After Securing Special Backroom Deal, Scott Brown Indicates He’ll Still Vote Against Financial Reform http://thinkprogress.org/2010/06/28/brown-special-deal/As the conference committee reconciling the House and Senate versions of financial regulatory reform went through its marathon 20 hour negotiating session on Thursday night, an exception to the Volcker rule — which prevents banks from trading for their own benefit with federally insured dollars — was added at the behest of Sen. Scott Brown (R-MA). The exception, which was pushed by large Massachusetts-based financial firms State Street Corp. and Mass Mutual, allows banks to invest up to three percent of their capital in risky hedge funds and private equity firms and to continue managing those funds.
Of course, when he was first elected, Brown said that there would be “no more closed-door meetings or back-room deals by an out-of-touch party leadership.” And despite receiving a special deal, Brown said he might oppose the reform bill because of a tiny bank tax levied to cover the cost of the law’s implementation:
On Friday, Brown questioned a provision added to the bill late in negotiations that would charge large banks and hedge funds a fee to generate as much as $19 billion to help cover the cost of the bill. “My fear is that these costs would be passed onto consumers in the form of higher bank, ATM and credit card fees and put a strain on lending at the worst possible time for our economy,” he said in a press release. “I’ve said repeatedly that I cannot support any bill that raises taxes.”

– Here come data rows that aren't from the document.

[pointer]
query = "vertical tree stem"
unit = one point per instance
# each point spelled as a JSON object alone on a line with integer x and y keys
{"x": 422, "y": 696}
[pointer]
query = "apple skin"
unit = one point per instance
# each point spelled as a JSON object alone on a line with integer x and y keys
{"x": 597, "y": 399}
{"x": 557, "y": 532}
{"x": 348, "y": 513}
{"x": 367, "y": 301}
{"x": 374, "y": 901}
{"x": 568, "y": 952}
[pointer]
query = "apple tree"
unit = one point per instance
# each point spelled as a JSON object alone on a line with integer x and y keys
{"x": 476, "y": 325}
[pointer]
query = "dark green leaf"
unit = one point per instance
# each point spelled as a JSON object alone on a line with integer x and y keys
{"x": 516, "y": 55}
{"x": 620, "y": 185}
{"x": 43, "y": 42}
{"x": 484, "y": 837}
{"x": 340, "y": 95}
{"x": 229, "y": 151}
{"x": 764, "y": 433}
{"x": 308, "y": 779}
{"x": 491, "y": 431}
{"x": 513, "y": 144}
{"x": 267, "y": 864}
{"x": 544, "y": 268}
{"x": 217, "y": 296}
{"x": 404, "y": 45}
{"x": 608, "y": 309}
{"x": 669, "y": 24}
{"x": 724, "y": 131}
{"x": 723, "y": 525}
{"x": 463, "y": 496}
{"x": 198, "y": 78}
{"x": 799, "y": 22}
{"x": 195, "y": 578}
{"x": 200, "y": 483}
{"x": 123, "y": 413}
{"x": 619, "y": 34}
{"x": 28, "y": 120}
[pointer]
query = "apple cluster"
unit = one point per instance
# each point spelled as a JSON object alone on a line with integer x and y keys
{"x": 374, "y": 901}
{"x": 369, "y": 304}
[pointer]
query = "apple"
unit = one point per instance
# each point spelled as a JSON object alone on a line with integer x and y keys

“Scott Brown has never voted for a tax increase, and this certainly is one, to the tune of $19 billion,” said one of his aides. But as Dean Baker, co-director of the Center for Economic and Policy Research, pointed out, “the fee is approximately equal to 0.01 percent of projected GDP over the next decade. If it is fully passed on by financial institutions to customers will cost people an average of $6 a year.”